Graduate Paralegal Certificate
Undergraduate students majoring in legal studies can apply to earn their graduate paralegal certificate simultaneously with their major. A paralegal certificate does not qualify the recipient to provide legal services directly to clients or the public except as permitted by law; it prepares students to work in a law office or other law-related setting under the supervision of attorneys.
Master in the Study of Law
This program offers the foundational training of an ABA-approved paralegal certificate with specific study in one area of legal concentration (social justice, professional practice management, litigation support, conflict resolution) to graduate students from any profession who are interested in law but don’t want to work as a lawyer. See the MSL section in the Graduate Bulletin for more information.

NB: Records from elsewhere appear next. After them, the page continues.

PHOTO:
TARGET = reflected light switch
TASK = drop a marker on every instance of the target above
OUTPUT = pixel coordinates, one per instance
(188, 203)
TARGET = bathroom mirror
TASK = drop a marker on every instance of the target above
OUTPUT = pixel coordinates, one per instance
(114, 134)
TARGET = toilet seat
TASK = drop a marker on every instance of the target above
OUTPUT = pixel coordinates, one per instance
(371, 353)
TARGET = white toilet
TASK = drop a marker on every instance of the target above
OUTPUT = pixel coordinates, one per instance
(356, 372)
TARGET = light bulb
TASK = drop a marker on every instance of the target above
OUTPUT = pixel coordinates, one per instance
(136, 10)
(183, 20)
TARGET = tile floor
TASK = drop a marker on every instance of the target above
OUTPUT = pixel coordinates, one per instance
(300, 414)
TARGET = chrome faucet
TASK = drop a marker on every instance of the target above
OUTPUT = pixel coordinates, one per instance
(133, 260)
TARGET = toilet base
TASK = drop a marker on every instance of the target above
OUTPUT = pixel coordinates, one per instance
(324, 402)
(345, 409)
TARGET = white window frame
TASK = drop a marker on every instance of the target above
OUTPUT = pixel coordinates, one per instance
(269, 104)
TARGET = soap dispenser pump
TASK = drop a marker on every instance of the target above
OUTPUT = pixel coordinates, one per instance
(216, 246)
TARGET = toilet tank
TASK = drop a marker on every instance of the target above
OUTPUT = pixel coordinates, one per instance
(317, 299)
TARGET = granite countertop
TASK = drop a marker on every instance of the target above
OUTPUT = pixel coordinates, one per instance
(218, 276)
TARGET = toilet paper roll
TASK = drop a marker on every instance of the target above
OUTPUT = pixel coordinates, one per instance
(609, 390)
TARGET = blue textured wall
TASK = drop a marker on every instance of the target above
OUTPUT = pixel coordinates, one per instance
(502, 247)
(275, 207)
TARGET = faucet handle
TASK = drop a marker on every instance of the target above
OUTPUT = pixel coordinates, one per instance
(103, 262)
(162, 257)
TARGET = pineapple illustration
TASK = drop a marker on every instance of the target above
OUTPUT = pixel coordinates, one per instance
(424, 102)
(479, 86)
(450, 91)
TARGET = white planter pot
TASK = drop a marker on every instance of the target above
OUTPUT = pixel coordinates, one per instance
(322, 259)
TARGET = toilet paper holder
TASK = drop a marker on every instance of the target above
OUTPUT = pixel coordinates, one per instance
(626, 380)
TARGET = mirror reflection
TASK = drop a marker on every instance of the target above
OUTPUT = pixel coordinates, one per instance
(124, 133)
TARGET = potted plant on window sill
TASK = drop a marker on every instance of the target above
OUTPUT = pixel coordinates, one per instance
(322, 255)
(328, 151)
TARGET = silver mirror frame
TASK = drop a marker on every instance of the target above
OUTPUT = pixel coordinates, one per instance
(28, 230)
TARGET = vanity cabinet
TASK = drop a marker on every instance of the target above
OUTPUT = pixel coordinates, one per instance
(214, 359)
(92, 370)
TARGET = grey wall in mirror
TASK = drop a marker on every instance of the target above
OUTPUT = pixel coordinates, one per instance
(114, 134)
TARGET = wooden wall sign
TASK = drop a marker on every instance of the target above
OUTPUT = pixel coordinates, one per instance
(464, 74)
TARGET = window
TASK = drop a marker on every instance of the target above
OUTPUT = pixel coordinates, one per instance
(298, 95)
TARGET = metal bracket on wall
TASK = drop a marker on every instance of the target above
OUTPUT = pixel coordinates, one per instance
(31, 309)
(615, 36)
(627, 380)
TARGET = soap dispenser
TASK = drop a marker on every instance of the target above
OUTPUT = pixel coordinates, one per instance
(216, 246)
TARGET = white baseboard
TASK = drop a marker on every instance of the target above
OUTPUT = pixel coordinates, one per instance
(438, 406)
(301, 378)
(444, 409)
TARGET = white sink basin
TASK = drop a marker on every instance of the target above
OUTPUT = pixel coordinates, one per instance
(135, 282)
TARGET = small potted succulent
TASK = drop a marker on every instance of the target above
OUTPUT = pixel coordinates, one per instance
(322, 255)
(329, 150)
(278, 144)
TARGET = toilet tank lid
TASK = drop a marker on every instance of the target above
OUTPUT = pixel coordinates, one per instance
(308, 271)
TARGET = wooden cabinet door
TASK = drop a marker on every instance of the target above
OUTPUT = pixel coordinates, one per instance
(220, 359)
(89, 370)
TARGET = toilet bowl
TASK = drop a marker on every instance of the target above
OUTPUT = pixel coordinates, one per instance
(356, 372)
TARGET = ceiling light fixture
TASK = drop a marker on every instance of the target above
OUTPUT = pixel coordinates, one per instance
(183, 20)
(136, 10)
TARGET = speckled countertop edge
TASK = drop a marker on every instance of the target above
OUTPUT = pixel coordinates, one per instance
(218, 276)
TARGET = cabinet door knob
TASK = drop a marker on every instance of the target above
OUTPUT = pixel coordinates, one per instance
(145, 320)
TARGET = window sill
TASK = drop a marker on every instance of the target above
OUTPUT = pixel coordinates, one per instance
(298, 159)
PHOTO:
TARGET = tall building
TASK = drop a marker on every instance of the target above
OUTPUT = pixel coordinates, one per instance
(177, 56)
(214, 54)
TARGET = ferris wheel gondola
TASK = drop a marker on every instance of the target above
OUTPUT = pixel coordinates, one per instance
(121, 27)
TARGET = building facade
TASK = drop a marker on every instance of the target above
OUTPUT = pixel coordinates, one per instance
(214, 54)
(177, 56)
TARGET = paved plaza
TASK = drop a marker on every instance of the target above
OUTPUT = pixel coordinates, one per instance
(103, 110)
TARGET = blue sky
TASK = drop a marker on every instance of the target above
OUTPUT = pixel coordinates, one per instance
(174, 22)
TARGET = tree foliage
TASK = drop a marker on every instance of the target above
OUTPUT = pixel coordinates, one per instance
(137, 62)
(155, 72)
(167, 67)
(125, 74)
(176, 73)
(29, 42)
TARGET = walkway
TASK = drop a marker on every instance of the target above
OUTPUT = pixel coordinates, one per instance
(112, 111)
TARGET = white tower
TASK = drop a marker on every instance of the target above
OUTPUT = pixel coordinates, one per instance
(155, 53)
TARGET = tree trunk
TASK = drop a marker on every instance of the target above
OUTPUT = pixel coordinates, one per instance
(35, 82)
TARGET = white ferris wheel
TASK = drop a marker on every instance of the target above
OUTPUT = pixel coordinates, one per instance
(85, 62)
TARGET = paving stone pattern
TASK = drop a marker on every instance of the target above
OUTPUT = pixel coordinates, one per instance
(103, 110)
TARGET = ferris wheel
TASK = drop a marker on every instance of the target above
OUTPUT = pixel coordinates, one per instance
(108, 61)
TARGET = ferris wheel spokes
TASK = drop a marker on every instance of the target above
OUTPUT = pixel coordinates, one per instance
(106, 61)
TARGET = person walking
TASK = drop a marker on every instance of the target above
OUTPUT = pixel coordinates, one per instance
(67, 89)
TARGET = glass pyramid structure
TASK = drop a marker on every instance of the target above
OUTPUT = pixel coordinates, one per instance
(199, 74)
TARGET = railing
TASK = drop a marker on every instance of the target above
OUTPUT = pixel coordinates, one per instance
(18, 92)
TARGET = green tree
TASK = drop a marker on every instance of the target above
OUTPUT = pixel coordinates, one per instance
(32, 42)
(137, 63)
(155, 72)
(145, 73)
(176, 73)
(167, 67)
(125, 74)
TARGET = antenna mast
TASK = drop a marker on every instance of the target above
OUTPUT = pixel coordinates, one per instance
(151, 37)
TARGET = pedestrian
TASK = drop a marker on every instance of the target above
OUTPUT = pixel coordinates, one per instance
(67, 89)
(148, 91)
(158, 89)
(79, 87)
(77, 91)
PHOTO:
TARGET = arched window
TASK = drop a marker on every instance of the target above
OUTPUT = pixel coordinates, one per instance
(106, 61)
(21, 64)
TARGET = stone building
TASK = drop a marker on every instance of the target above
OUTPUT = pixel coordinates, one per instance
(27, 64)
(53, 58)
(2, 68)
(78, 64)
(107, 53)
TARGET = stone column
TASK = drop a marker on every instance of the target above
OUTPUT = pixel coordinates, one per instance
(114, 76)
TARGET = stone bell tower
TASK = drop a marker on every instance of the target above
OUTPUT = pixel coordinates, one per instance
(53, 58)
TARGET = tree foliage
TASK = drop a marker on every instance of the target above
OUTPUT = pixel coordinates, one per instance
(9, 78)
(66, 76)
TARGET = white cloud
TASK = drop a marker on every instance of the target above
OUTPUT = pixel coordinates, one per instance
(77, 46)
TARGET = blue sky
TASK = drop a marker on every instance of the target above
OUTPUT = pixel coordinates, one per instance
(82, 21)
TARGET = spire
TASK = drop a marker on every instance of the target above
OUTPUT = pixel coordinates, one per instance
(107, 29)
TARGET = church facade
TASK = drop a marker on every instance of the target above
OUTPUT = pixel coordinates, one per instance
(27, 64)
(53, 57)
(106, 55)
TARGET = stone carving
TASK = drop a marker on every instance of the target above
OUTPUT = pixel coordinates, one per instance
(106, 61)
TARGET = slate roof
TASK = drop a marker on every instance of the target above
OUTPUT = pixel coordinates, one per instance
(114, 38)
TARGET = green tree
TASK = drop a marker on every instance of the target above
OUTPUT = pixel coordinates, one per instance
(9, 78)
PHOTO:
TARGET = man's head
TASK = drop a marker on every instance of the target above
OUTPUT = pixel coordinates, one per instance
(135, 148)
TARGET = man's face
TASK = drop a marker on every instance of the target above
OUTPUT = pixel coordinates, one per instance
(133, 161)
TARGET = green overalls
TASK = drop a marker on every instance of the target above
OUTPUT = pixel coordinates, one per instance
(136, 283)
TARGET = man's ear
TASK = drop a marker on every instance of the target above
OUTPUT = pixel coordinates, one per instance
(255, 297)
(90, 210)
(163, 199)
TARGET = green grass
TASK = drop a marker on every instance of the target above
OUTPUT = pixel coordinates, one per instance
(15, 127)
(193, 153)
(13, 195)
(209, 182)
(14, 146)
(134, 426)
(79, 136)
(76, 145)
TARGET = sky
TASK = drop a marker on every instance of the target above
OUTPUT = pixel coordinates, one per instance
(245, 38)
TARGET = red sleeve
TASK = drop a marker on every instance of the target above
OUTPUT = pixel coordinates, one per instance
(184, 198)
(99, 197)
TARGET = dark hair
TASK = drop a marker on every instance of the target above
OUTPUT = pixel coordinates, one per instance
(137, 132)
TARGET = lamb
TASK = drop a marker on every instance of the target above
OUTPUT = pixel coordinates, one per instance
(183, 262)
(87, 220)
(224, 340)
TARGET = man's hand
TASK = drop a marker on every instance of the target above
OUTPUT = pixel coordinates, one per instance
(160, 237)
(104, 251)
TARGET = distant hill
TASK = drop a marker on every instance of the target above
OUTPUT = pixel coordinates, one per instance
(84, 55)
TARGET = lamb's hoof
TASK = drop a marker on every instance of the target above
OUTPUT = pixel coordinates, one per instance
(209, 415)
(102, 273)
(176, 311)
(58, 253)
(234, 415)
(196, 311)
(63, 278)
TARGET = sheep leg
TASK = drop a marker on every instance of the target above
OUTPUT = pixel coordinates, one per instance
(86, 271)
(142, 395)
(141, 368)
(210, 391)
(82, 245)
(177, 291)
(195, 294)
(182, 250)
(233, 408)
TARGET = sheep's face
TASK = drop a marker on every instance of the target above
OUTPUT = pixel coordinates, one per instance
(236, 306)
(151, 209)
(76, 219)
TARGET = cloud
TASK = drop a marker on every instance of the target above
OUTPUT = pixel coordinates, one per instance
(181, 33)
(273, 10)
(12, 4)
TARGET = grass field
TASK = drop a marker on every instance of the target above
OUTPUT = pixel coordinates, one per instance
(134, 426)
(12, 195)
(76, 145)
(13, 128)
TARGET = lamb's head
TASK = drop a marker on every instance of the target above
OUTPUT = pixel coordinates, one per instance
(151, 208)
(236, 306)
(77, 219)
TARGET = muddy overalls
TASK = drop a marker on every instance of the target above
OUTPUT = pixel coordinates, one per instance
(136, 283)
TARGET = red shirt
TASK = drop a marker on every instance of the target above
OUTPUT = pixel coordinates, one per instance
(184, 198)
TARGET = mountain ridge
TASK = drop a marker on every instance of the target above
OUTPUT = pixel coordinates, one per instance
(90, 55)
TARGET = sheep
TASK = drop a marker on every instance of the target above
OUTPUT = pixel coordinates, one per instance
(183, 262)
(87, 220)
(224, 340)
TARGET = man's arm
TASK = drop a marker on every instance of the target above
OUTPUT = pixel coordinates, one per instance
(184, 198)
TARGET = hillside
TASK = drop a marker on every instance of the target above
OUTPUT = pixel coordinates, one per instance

Note: The legal studies programs do not qualify students to sit for the bar examination or to work as lawyers. Postgraduate study in an American Bar Association-approved law school after graduation from college is required to practice law.
Honors
The Legal Studies Department supports students seeking the opportunity to pursue departmental honors projects, which exhibit distinctive scholarship, originality of thought, and a high degree of relevance to a major issue in the discipline. Students interested in pursuing honors should meet with a faculty advisor early in their junior year and consult the department’s and University’s project guidelines.
Internships
Legal studies students may complete an internship as their capstone experience. Legal studies majors intern with lawyers, corporate law departments, non-profits, the courts, and government agencies.
Student Activities
Our students compete in Mock Trial, participate in Center for Justice and Law activities, volunteer with the Minnesota Justice Foundation partner organizations, and participate in the Hamline University Law and Justice Society. There are teaching assistant and work study opportunities in the department as well.
Faculty
Stephen Arnott, associate professor, co-chair. BA (Hons) 1981, University of Tasmania; JD 1994, William Mitchell College of Law. Contracts, evidence, family law, courts and testimony, international human rights law, legal interviewing. Professional Associations: Minnesota State Bar Association, American Association for Paralegal Education.
Leondra Hanson, associate professor, co-chair, director of graduate legal education. BA 1995 Concordia College, JD 1999 University of Minnesota. Admitted to the bar in Minnesota 1999, Minnesota Federal District Court 1999 and Montana 2000. Legal systems in American society, legal advocacy, policy, and practice, law in the lives of women, real property. Professional Associations: Minnesota State Bar Association, American Association for Paralegal Education.
Jeanne Kosieradzki, professor. BS 1986, Winona State University; JD 1991, William Mitchell College of Law. Legal ethics, civil litigation and trial practice, legal systems in American society, tort law. Professional Associations: Minnesota Association for Justice, Minnesota State Bar Association.
Kristin Mapel Bloomberg, professor, Endowed Chair in the Humanities. BA 1990, Hamline University; MA 1992, St. Cloud State University; PhD 1998, University of Nebraska-Lincoln. Research and teaching interests: feminist legal theory; woman suffrage and women’s social movements for legal equality, especially in the American Midwest; late-nineteenth and early-twentieth century American women’s history of civic engagement and political activism for women’s rights.
Jennifer Will, assistant professor. BA 1990, Hope College; JD 1994, University of Michigan Law School. Legal writing and research, employment law, legal advocacy, policy and practice.